Das Tor in eine andere Dimension

Das Schloss Burgdorf hoch über der Stadt mit seinem neu gestalteten Museum ist ein starker Publikumsmagnet. Der heimliche König unter all den historischen Schaustücken befindet sich jedoch nicht in den Vitrinen und Wunderkammern, sondern unter freiem Himmel. Es ist der Sodbrunnen im Vorhof des Schlosses, oval gemauert, mit einem massiven Gitter gesichert und beeindruckend tief. Besucher machen sich einen Spass daraus, kleine Kiesel hinunterzuwerfen und die Sekunden zu zählen, bis ein lautes Ploppen den Aufprall auf der Wasseroberfläche anzeigt.

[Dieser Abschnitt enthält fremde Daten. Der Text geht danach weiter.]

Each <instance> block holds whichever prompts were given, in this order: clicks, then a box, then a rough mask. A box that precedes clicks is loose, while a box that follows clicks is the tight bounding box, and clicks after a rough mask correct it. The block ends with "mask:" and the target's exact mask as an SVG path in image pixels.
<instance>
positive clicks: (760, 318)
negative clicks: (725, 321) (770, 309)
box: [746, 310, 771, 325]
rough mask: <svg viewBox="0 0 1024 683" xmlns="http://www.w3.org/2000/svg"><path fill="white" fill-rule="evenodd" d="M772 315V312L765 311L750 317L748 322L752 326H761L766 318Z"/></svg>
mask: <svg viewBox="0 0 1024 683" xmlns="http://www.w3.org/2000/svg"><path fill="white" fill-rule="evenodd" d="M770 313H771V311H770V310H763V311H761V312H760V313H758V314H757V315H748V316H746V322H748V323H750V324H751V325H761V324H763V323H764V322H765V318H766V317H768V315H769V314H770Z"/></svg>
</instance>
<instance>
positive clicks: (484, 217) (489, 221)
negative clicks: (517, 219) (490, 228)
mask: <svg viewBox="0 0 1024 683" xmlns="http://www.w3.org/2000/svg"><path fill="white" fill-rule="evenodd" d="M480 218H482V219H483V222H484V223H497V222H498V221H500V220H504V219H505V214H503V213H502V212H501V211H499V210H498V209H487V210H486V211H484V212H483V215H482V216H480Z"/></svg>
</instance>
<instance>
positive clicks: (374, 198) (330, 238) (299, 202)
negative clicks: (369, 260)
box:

Dieses Spiel ist dermassen beliebt, dass man im kleinen Garten des Vorhofs fast keine geeigneten Steinchen mehr findet.

 

Auch ich fütterte den Brunnenschlund immer mal wieder mit ein paar Kieseln. Und dabei geschah einmal eine Unregelmässigkeit, die zwar klein, zugleich aber so sonderbar war, dass sie mich noch heute beschäftigt. Es war an einem stillen, sonnigen Sonntagnachmittag im Juli. Die meisten Leute waren in den Ferien oder im Schwimmbad. Ich befand mich allein im Schlosshof, mit einem halben Dutzend Steinchen in der Hand. Ich warf das erste in den Brunnen und zählte:

 

Eins, zwei, drei, vier, fünf, sechs … Plop! Das zweite Steinchen: Eins, zwei, drei, vier, fünf, sechs … Plop! Das dritte Steinchen: Eins, zwei, drei, vier, fünf, sechs, sieben, acht, neun, zehn … So zählte ich mindestens eine Minute lang weiter, ohne dass das «Plop» ertönt wäre. Kein Zweifel: Das Steinchen war nicht angekommen. Leicht beunruhigt warf ich die restlichen Kiesel, einen nach dem andern, und jeder schlug nach exakt sechs Sekunden unten auf dem Wasser auf. Nur der dritte hatte den Weg nach unten nicht gefunden.

 

Seither sind drei Jahre vergangen. Ist das Steinchen noch immer am Fallen? Bewegt es sich in einer anderen zeitlichen Dimension? Fast bin ich geneigt, dies anzunehmen, denn angeblich soll in einer Höhle unter dem Schlossfelsen einst ein Drache gehaust haben. Drachen aber sind Symbole für tellurische Kraftstrahlen und geheimnisvolle Energiefelder. In ihrem Einflussbereich wird auch Unmögliches möglich. Vielleicht sogar, dass sich eine Sekunde freien Falls zu einer Ewigkeit ausdehnt.

 

Und so werfe ich seither keine Steinchen mehr in den Brunnen. Stattdessen gedenke ich ehrfürchtig des einen Kiesels, der, von mir damals in einem magischen Augenblick geworfen, wohl heute noch durch ein unermessliches Drachenuniversum segelt.